Müller Leo · Nationalrat · 2014-06-13
Müller Leo · Nationalrat · Luzern · Fraktion CVP-EVP · 2014-06-13
Wortprotokoll
Ich spreche zuerst zum Verordnungsveto, zu Artikel 149a und damit zum Minderheitsantrag Aeschi Thomas: Die Einführung eines Verordnungsvetos wurde auch in der Kommission diskutiert. Die Begründung des Antrages lautete etwa gleich wie jetzt im Plenum. Die Kommission hat die Einführung dieses Vetos dann schliesslich mit 13 zu 6 Stimmen bei 3 Enthaltungen abgelehnt. Der Hauptgrund für die Ablehnung war eigentlich nicht der Inhalt des Antrages, sondern der Hauptgrund war, dass man der Meinung war, dass dieses Verordnungsveto nichts mit der Vorlage, die wir hier zu behandeln haben, zu tun habe.

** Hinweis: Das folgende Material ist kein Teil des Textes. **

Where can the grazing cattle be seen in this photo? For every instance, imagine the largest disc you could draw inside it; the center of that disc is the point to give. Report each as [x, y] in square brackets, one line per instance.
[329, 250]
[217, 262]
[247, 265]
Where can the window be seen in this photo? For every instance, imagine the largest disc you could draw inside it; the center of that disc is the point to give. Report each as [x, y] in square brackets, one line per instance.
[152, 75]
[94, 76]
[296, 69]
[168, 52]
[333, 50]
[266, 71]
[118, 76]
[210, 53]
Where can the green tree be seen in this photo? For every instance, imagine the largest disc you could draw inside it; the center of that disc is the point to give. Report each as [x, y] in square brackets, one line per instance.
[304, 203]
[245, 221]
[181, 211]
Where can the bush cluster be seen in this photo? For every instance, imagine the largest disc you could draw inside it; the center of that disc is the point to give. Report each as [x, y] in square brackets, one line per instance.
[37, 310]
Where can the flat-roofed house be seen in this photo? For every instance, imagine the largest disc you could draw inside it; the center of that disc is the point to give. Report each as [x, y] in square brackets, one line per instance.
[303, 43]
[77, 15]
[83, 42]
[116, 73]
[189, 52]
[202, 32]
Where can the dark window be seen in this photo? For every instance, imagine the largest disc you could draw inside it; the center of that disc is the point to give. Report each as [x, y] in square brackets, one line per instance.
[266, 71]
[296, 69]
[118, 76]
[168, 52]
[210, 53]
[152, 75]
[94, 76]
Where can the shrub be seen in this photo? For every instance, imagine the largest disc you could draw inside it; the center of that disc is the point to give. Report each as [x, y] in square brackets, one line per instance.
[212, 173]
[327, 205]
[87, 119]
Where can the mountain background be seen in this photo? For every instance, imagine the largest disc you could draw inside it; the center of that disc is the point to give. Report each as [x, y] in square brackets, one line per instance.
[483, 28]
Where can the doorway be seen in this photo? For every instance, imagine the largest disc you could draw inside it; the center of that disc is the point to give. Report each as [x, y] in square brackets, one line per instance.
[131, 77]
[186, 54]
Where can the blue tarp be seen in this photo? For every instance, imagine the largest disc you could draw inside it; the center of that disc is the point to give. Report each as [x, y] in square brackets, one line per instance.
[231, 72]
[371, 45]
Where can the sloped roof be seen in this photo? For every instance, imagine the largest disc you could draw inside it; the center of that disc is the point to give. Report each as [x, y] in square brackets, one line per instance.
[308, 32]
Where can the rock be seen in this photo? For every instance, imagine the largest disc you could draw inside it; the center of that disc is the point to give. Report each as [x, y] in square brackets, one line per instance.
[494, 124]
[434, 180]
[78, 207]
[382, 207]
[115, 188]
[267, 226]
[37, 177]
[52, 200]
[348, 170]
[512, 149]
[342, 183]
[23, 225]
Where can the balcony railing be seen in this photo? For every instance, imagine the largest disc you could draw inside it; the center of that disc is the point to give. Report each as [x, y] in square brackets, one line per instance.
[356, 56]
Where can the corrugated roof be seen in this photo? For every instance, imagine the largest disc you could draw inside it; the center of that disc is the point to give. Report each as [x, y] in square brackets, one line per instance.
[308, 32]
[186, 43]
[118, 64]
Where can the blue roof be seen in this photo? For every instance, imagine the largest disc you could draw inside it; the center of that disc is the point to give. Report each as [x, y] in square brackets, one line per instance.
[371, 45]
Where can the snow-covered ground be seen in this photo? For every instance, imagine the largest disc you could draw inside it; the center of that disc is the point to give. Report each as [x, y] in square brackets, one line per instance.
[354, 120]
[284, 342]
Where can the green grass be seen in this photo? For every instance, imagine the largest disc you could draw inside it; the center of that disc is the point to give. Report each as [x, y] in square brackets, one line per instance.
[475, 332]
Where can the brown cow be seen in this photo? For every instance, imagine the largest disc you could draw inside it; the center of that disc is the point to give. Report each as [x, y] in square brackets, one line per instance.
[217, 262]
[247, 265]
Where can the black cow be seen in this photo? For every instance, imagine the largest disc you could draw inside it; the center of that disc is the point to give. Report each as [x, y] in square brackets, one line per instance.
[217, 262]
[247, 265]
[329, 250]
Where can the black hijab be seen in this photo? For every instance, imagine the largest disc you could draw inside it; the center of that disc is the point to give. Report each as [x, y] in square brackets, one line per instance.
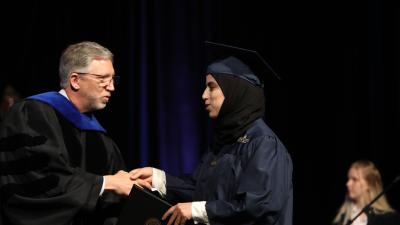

Es wurde argumentiert, es sei besser, unabhängig von der Vorlage zum NFB eine parlamentarische Initiative einzureichen. Damit könne die Frage eingehend geklärt werden, und in einem ordentlichen Verfahren könne eine saubere und unabhängige Diskussion geführt werden; auch die Entscheidungsfindung sei dann sachlicher möglich. Deshalb hat die Mehrheit der Kommission diesen Antrag abgelehnt.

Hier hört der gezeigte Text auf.